Windows 11移行期に陥る「調達の限界」

PCも情シスも足りない ないものだらけの企業がWindows 11移行を乗り切るには

Windows 10のサポートが終了した。一方2026年は、メモリ価格の高騰と需要集中で法人向けPCを調達しにくい状態だ。予算不足を突破し、経営層を納得させる“一斉更新に頼らない”新戦略とは。

 「Windows 10のサポートが終わっているのは分かっているが、まだ使えないか?」「見積もりを取ったら想定より高額だった」「PCの台数は確保できそうだがキッティングや管理を担う人員が足りない」「とりあえず今年は延命で様子を見よう」――。

 これらの会話は、特定の企業だけに見られる特殊な状況ではない。Windows 10のサポートが終了した結果、このような言葉を耳にしたIT部門の従業員はいるはずだ。Windows 11への移行が必要であることは、もはや誰の目にも明らかだ。しかし、いざ具体的な調達計画を立てようとすると、予算や人手といった現実的な制約が立ちはだかり、判断が先送りされてしまう企業もある。
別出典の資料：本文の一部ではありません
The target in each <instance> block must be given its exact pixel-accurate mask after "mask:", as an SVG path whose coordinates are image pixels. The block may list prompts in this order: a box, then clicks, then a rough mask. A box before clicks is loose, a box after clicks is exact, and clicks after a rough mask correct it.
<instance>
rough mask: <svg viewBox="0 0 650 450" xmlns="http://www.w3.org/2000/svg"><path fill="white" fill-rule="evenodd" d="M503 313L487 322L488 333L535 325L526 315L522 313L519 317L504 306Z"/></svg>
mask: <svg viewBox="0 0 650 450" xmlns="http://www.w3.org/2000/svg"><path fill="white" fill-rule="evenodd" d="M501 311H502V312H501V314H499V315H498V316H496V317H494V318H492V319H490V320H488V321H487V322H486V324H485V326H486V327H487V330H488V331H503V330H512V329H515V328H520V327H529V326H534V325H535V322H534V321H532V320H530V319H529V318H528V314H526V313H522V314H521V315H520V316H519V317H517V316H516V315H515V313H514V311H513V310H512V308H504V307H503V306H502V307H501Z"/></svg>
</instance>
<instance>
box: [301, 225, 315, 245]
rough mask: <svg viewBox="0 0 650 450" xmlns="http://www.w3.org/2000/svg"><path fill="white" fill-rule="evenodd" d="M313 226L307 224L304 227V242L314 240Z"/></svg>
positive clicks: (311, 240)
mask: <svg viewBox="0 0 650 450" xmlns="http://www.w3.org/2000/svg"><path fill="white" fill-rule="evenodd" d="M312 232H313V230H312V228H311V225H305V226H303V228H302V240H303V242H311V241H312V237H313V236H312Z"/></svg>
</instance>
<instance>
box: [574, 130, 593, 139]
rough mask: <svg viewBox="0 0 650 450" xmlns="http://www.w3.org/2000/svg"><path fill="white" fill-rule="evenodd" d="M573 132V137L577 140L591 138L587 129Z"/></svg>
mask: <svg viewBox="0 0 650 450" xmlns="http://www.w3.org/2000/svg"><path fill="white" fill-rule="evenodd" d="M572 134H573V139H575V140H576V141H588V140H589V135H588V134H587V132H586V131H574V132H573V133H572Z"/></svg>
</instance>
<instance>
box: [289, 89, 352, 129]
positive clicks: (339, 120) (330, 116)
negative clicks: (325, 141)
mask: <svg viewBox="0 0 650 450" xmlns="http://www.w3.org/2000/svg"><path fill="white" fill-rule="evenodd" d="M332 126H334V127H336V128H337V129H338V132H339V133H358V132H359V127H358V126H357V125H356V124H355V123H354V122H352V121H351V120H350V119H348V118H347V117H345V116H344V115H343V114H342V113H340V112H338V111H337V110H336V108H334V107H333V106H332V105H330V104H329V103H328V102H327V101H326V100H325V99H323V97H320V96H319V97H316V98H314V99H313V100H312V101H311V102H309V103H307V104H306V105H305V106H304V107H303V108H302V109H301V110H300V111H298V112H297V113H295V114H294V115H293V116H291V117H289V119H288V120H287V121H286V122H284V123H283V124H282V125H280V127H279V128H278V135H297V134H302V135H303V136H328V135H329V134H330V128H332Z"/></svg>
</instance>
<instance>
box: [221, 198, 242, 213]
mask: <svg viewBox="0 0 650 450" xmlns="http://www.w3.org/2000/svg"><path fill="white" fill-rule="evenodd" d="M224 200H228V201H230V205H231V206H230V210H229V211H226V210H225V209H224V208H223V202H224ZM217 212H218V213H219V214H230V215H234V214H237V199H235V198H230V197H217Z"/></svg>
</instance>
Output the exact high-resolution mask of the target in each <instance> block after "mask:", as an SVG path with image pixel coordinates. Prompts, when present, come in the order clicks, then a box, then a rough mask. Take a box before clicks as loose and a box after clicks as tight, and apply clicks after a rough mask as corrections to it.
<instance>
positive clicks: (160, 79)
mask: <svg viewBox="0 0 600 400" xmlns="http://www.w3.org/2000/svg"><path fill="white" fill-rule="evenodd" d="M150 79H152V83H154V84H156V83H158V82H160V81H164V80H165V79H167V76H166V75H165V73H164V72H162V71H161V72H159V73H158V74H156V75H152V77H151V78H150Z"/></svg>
 現場からは、現状のPCに対する不満が寄せられる。一方経営層からは、コスト抑制や予算削減の圧力がかかる。その板挟みの中で、現実的な落としどころとして選ばれがちなのが、「延命」という判断だ。

 重要なのは、2026年のPC調達が単なる買い替えの問題ではなく、価格、供給、人員という複数の制約が同時に発生するという構造的問題になっていることだ。従来通りの進め方を前提にしていると、判断も運用も気付かないうちに限界を迎える可能性がある。